1. The owner of the local Blockbuster
Video store supports the school by donating one videotape
rental-free to the school every Friday. The video is shown in the
multipurpose room to reward students with perfect attendance that
week. This is fair use.
2. A teacher buys a single-user software program with
department money and puts it on the local-area network (LAN). It
is frequently used by several teachers at the same time. This is
done in violation of a written district policy against using
single-user programs on the LAN. After two years, the software
company takes action against the individual teacher. The district
is also liable.
3. A history teacher taped the original ABC news report
showing Richard Nixon leaving the White House after he resigned.
She made it at home on her personal VCR and used her own tape. She
uses the entire news program every year in her classroom. This is
fair use.
4. A teacher rents Gone With the Wind to show the
burning of Atlanta scene to her class while studying the Civil
War. This is fair use.
5. A student doing a multimedia report discovers how to
copy the QuickTime movie of Kennedy's "We shall go to the moon"

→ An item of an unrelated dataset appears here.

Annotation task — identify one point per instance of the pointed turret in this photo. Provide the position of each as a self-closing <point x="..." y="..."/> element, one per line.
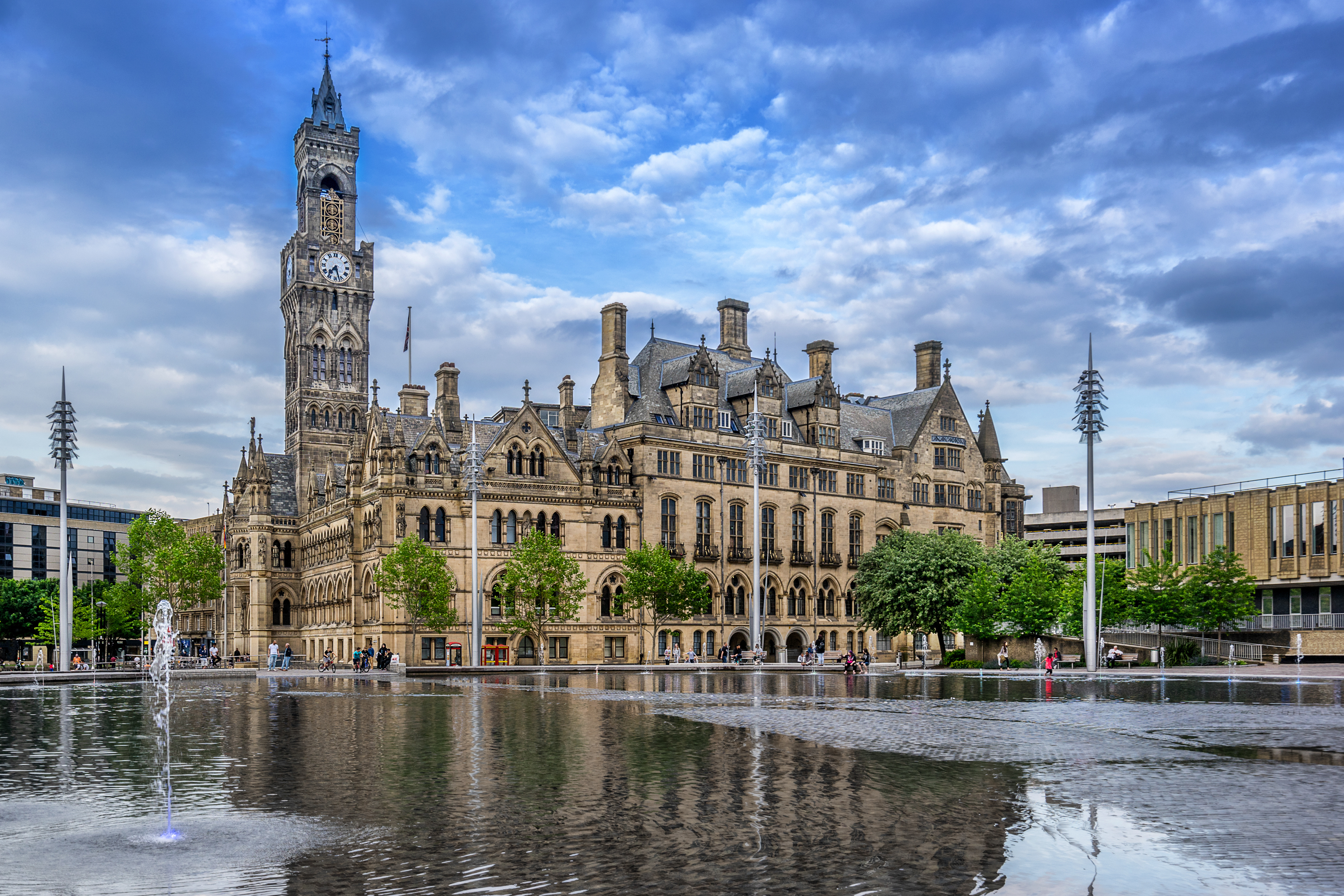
<point x="987" y="438"/>
<point x="326" y="100"/>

speech from a CD-ROM encyclopedia. He presents the report to his
classmates, then posts it on the school LAN. This is fair use.
6. Copyrighted material used in multimedia projects may
remain in the student's portfolio forever.

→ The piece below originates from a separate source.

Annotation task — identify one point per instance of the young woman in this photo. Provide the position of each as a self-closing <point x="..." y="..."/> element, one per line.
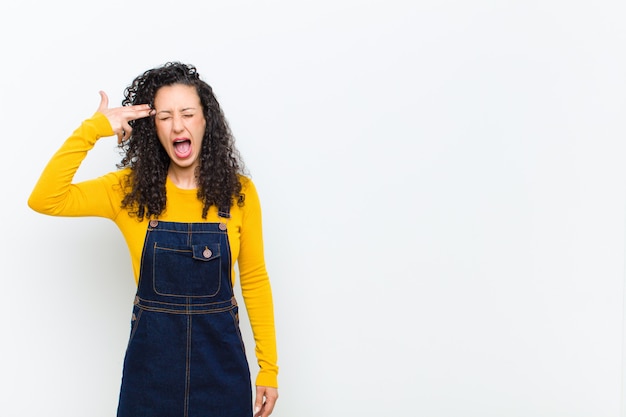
<point x="187" y="213"/>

7. A student finds a photo online dramatizing a
pre-Columbian Viking landing in America. Since the school symbol
is the Viking, he uses this photo as a graphic element on the
school's Web page--giving credit to the site from which it was
copied. This is fair use.
8. A science teacher asks the school librarian to record
a great episode of Bill Nye the Science Guy on its original
broadcast in September 1998. He figures on using it for years.
This is permissible.
9. A student building a multimedia art project uses
copyrighted images of Frank Lloyd Wright buildings downloaded from
the Web. He submits this project to a multimedia competition
honoring classroom work and wins a prize for the school. This is
covered under fair use.
10. The teacher of the winning multimedia project
mentioned above shows it at an art conference for educators. It
cost $50 to attend the conference and the teacher is awarded free
attendance because he is a presenter. This is fair use.

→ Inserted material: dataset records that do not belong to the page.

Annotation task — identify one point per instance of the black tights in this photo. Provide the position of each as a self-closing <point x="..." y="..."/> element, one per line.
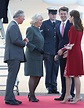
<point x="33" y="83"/>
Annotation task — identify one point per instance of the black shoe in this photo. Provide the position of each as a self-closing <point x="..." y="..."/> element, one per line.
<point x="18" y="101"/>
<point x="50" y="92"/>
<point x="11" y="102"/>
<point x="32" y="98"/>
<point x="55" y="92"/>
<point x="59" y="99"/>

11. Using a legal copy of the program Webwhacker, a
district technology specialist downloads and caches educational
and noneducational Web pages for school Internet trainings. By
copying these pages onto the school's server she is violating
copyright law.
12. A school purchases one copy of a typing tutorial
program, which is housed in the library. It is checked out to
individual students to take home for two-week periods. This is
permissible as long as the homes erase the program at the end of
the two weeks.
13. "Seinfeld" has an episode on personal hygiene that a
health teacher tapes and uses the following week in class. The
local television station denies permission when asked and states
this is a violation of copyright law. They are correct.
14. A student brings in an audio cassette copy of the
national anthem that he copied from an audio CD lent to him by a
friend. Another student digitizes this into a HyperStudio stack.
This is fair use.
15. A high school video class produces a student video
yearbook that they sell at community events to raise money for
equipment for the school. They use well-known popular music clips.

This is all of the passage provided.